Blanco, por Gonzalo Villarruel
Días antes, uno de los prisioneros, condenado a la bala rápida, le había comentado, mientras fumaba el último cigarrillo concedido como gracia por el capitán del pelotón de fusilamiento, que la colina Mamaev solía ser un paisaje hermoso antes de la fábrica, antes del humo, antes de los hierros retorcidos y la guerra.
"Difícil de creer que tal paisaje de desolación y miseria pudiera haber escondido, alguna vez, algo cercano a la belleza. Porque ¿quién puede pensar en lo hermoso mientras el cuerpo se endurece y los músculos se sienten como si uno tuviera puesto un traje de plomo? Los pies se queman de frío y el aliento duele en los pulmones más que una bocanada de fuego. El blanco interminable de la nieve esconde, debajo, las masas de metales destruidos y los cuerpos despedazados de uno y otro bando. El cerebro se congela sin que uno sepa si de frío o de terror infinito. ¿Quién puede pensar, en medio de esa estación en el camino hacia el infierno, en otra cosa que no sea salir de allí, aunque más no sea muerto?". Todo eso se dice, mientras espera.
Los ojos de Thorvald, lo único vivo que revela que debajo de esa masa de tela camuflada de paisaje hay una persona, escrutan el horizonte inmediato hasta el dolor, heridos por reflejo de la nieve y la sucesión errática y caótica de restos de edificios y máquinas. El cansancio, el vacío visual y el miedo transforman todo en un calidoscopio de imágenes que se mezclan y luego se separan, engañando hasta el más experto cazador de hombres.

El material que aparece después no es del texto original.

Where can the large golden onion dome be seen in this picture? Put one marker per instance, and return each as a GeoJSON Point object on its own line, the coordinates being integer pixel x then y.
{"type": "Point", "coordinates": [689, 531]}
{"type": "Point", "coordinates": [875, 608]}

Thorvald ha cazado hombres y bestias como pocos soldados lo han hecho. Su fama lo trajo hasta este lugar abandonado de la mano de Dios para escribir la épica de una historia digna de cualquier tragedia griega; sólo que esta vez, los protagonistas no son nombres en papel, sino tipos como él, que respiran, sangran y mueren entre gritos de dolor y llantos primarios; que transpiran de miedo y se orinan y defecan en el instante final de la muerte.
Por primera vez en su vida de oficial del ejército más poderoso del mundo, empieza a odiar su existencia, su vocación y esta guerra que tanto orgullo patriótico le despertara alguna vez. Y odia sobre todo a Vassili por traerlo hasta acá, lejos de su mujer y su hijo. Ni su nombre es permitido pronunciar; sus soldados lo llaman König, el seudónimo que Himmler lo obligó a adoptar, para negar su existencia si Vassili termina por matarlo, para quitarle a los rusos el placer de la propaganda patriótica. König no existe, ni existirá jamás.

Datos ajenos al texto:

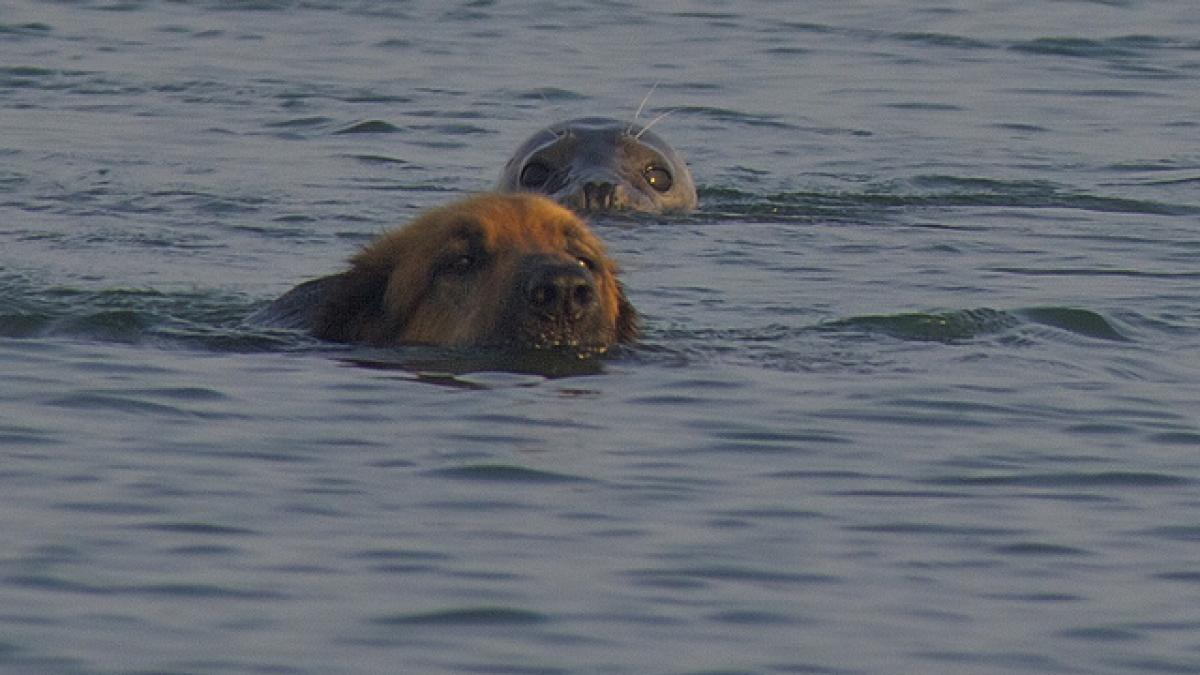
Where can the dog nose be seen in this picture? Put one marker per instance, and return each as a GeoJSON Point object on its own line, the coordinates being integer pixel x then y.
{"type": "Point", "coordinates": [561, 290]}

Mientras Stalingrado se convierte en la tumba de decenas de miles de alemanes, él está anticipadamente muerto. Todos saben que es cuestión de tiempo, una cuestión estadística. Sólo su dedo en el gatillo certero podrá devolver a Thorvald a la existencia real. Por eso yace allí, desde hace tres días, entre los restos de la fábrica y con la colina Mamaev de fondo, congelado sobre el paisaje casi místico de un suburbio en ruinas. La tierra le devora las entrañas con el frío esperando a que Vassili haga un movimiento en falso para acabar con la leyenda del ejército enemigo, el cazador de 200 soldados compatriotas suyos. Vassili es su pasaje de vuelta a la razón, a la seguridad, al fuego del hogar de su casa en Karlsberg y las risas de su hijo, a la ternura hecha pasión de Trude por las noches, a una vida donde el terror haya sido conjurado por la paz del reposo del guerrero.
Heinz Thorvald sueña todo eso y espera con el dedo presto sin saber que, en un par de horas apenas, Vassili Zaitsev, el mayor héroe vivo de la Unión Soviética , lo borrará para siempre de la memoria viva con un disparo entre los ojos. No habrá Trude, ni pequeño Heinz, ni fuego en el hogar para él, ni paz, ni nada; sólo ese paisaje de pesadilla congelado, las últimas imágenes en su retina mientras su cuerpo termina de morir, y la sangre intensa, espesa y tibia tiñiendo la nieve de un suburbio de Stalingrado, a miles de kilómetros de su ciudad, por donde fluirá su vida hacia la nada.